They even booed the band. Yes, they booed tuba players and a bass drummer, even before they'd played a note.

They booed merely because these band members — these youths, these students — hailed from the University of Texas in Austin. Their only sin had been to dare to walk into Alltel Arena in North Little Rock toward their assigned seats. They were marked men, or marked children, only because they wore their shirts of that identifying burnt orange.

These hosts booed the Texas basketball players, who seemed unfazed and certainly undeterred. They proceeded to win both their games and advance to what's called the Sweet Sixteen of the NCAA college basketball tournament, which is also called March Madness.

But the madness is supposed to be about the frenetic student competition on the field of play, not the psychological pathology of the adults in the stands.

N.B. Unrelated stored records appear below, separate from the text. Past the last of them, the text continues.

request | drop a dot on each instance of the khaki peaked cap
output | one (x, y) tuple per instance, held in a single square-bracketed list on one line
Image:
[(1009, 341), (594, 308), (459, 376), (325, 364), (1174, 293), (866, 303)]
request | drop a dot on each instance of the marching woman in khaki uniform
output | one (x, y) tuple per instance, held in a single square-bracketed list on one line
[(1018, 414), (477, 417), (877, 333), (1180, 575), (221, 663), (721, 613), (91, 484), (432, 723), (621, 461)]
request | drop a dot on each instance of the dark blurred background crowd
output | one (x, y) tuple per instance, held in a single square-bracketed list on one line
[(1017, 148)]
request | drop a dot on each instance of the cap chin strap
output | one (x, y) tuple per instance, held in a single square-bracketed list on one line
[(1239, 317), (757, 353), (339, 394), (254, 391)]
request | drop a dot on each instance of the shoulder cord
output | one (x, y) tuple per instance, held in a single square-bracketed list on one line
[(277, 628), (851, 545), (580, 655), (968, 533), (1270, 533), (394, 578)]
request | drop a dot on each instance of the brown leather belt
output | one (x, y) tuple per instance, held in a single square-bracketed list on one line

They really booed — resoundingly so — the Texas coach, a fellow named Rick Barnes. It was mainly because he'd held a teleconference with the press earlier in the week when he was plainly joking, just joshing, playing.

He said those people in Arkansas had better be nice to his players when they came to Alltel for these opening games of this tournament. He noted that the University of Texas had signed a contract for couple of forthcoming basketball games with the University of Arkansas. He said Texas had a lot of money and could always buy itself out of the deal.

All he was doing was riffing with one of the press people, who egged him on.

It's called banter. It can be a form of healthy human interaction.

Even if you think he showed poor judgment, the better part of valor would have been to shrug it off.

But Arkansas has such a thin skin against which it rests that ubiquitous and oversized chip on the shoulder.

These were Arkansas people doing the booing, and, in so doing, revealing and disparaging only themselves.

They were altogether boorish and classless. They revealed insecurity and inferiority complexes. They extended special respect, actually, to those booed.

One guy wore a Razorback red T-shirt strained over his midriff. It announced: “Certified Hornhater.”

What kind of a thing is that to be? What kind of an identifier is that to advertise? What did Texas ever do to him, except George W. Bush, which wasn't at all personal, but global, even cosmic?

Here's the thing about this Arkansas obsession with Texas: Texas doesn't give a rip and never did.

Even when we were in the same collegiate sports conference as Texas, the Longhorns invested more emotion in Oklahoma and Texas A&M. We were their Tulsa, maybe their TCU.

Now these 19-year-old kids from this big university in Austin, these horn players and chaps-wearing cheerleaders and basketball players, are surely clueless to whatever it is about them that so bugs these oddly hostile people in Arkansas. These kids were hardly born the last time Arkansas and Texas competed in the same conference.

Furthermore, it was bad form for those thousands in the stands to call the hogs when the Miami Hurricanes mounted that late comeback Sunday afternoon against these Texas Longhorns.

This was a big moment for these teams and their fans. And all their hosts could do was some eerie sooie sound by which, in their provincial self-absorption, they tried to make the moment about the spectators rather than the participants.

The team for which they were calling was in the process of losing by 40 or 50 points a few hundred miles away.

And for the record: The host school for this event was the University of Arkansas at Little Rock, which has no porcine mascot or eerie swine call. They're Trojans, which is an entirely different kind of misfortune.

This NCAA subregional wasn't about us. It was merely our honor to stage and behold the event.

We were up to it logistically and organizationally, save a little problem with concessions on Friday.

But we simply weren't quite up to it in the area of being personally secure and humanly gracious.